McCormick was fast approaching fifty-five. As a young innocent, fresh out of Harvard and the ink still damp on his criminal law degree, he joined the ranks of the idealists intent on a career in the Federal Bureau of Investigation. Being his year’s top graduate didn’t hurt his career path either. Now, after all these years, his idealism was wafer thin. He sighed.
The screen door bumped open behind him.
“Still no contact from the kidnappers?” McCormick asked.
A young agent rested his butt against the railing beside his superior. “Nope. Not a word. Nada. We’re monitoring the parents’ landline, their cell phones, their iPads—you name it. It’s going on ten hours and so far the only incoming messages have been from friends and relatives.” The agent turned and surveyed the manicured grounds. “The father is keeping it together pretty well considering. The mother, on the other hand, is crumbling.”
“It’s the waiting, Morgan” McCormick sighed. His gray eyes swept the estate. “It always hits the mothers the hardest.”
“The doc was about to give her a sedative when I left, so that she can at least get a little rest—maybe even some sleep,” Agent Morgan Brewer said.
McCormick nodded as he straightened up and stretched his tall frame. “Good. Best thing for her at the moment.”
Neither agent spoke for several moments. They took in the fragile serenity of the affluent neighborhood; the furtive movement of curtains in the house opposite; the clamor of the media being held at bay by the local police several hundred feet down the street.
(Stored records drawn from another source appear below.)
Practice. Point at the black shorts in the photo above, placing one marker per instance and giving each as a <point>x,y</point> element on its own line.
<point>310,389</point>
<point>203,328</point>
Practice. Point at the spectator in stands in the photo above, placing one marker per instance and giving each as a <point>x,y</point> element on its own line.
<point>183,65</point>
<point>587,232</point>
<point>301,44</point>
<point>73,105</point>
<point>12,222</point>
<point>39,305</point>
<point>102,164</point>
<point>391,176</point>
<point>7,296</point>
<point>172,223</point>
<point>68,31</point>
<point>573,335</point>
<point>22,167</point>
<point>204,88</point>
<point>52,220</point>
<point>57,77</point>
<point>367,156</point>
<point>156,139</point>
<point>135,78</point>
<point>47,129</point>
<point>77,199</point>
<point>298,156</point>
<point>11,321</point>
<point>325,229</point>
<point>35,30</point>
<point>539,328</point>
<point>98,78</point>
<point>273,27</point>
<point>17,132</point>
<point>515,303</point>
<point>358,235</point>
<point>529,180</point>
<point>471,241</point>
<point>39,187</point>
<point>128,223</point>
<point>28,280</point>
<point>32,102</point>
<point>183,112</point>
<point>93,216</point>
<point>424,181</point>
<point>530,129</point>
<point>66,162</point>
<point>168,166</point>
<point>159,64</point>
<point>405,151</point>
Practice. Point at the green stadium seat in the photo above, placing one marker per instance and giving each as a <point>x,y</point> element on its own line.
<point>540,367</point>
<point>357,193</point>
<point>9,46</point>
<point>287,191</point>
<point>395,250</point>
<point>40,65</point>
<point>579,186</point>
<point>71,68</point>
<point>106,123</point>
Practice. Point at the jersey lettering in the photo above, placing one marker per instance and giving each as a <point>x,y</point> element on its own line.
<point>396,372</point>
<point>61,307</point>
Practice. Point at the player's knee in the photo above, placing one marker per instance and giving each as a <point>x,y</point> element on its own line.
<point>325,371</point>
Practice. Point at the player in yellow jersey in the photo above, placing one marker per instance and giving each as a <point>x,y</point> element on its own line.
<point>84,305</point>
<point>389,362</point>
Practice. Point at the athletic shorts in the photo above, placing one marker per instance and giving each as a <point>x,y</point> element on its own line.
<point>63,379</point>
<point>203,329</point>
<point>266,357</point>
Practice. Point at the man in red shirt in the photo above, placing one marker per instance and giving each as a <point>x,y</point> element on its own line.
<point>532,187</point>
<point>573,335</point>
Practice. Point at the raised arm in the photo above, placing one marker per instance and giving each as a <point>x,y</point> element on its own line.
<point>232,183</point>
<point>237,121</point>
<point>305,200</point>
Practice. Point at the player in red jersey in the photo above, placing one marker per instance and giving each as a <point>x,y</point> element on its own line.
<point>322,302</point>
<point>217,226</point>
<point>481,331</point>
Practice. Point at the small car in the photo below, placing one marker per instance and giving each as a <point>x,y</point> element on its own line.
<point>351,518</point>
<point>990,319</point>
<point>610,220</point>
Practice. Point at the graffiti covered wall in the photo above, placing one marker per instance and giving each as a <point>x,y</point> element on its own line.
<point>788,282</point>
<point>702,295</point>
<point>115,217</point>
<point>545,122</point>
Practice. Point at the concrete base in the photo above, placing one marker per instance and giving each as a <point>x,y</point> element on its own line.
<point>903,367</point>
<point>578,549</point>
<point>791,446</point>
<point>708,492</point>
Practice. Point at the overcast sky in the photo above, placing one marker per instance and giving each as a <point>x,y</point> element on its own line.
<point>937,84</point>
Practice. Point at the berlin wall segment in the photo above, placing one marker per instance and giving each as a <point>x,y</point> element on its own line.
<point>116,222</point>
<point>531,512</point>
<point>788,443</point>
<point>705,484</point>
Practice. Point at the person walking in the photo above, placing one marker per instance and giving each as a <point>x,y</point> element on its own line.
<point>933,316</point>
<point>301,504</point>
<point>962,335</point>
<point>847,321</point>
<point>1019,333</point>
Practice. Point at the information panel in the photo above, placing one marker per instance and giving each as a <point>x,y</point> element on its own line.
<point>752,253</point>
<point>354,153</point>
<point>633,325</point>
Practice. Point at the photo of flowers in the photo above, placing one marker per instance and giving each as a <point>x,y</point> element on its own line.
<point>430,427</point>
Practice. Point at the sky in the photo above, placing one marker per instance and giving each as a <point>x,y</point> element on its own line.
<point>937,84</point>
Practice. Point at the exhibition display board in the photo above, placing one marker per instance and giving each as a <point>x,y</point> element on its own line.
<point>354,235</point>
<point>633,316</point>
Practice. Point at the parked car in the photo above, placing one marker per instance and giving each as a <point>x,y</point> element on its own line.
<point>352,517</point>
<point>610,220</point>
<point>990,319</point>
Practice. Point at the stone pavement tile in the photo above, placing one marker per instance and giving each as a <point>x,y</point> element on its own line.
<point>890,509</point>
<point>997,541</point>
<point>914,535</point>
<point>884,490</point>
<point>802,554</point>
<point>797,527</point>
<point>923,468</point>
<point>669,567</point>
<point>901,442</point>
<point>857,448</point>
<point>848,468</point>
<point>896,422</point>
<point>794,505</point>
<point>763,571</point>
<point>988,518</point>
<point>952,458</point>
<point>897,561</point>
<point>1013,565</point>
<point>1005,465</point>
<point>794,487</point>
“Last month we had that case in Oregon of the fourteen-year-old girl being abducted outside her home as she waited for the school bus,” Brewer said quietly. “Still contact from the abductors involved or any worthwhile leads to follow up.
“Now this one. Two girls taken from their beds while the family slept. One youngster is only ten. Her sister turned twelve last week.” He looked at McCormick. “Think there’s a connection?”
“We won’t know until the lab techs have had a good chance to compare the tire markings from both scenes.” McCormick checked his watch. “I put a fast track on the evidence so, with any luck, we might get their preliminary report any time soon.”
A black SUV pulled through the gates to the estate and headed up the long drive towards the house. It pulled up in front of the two agents.
“Well, speak of the devil,” McCormick mumbled.
A female FBI agent leapt from the vehicle and sprinted up the steps. She held out her cell phone.
“We have another abduction, sir, only this time a girl was taken after her parents were murdered and the residence torched.”
Brewer gaped at the woman. McCormick bit his lower lip and reached for the woman’s phone.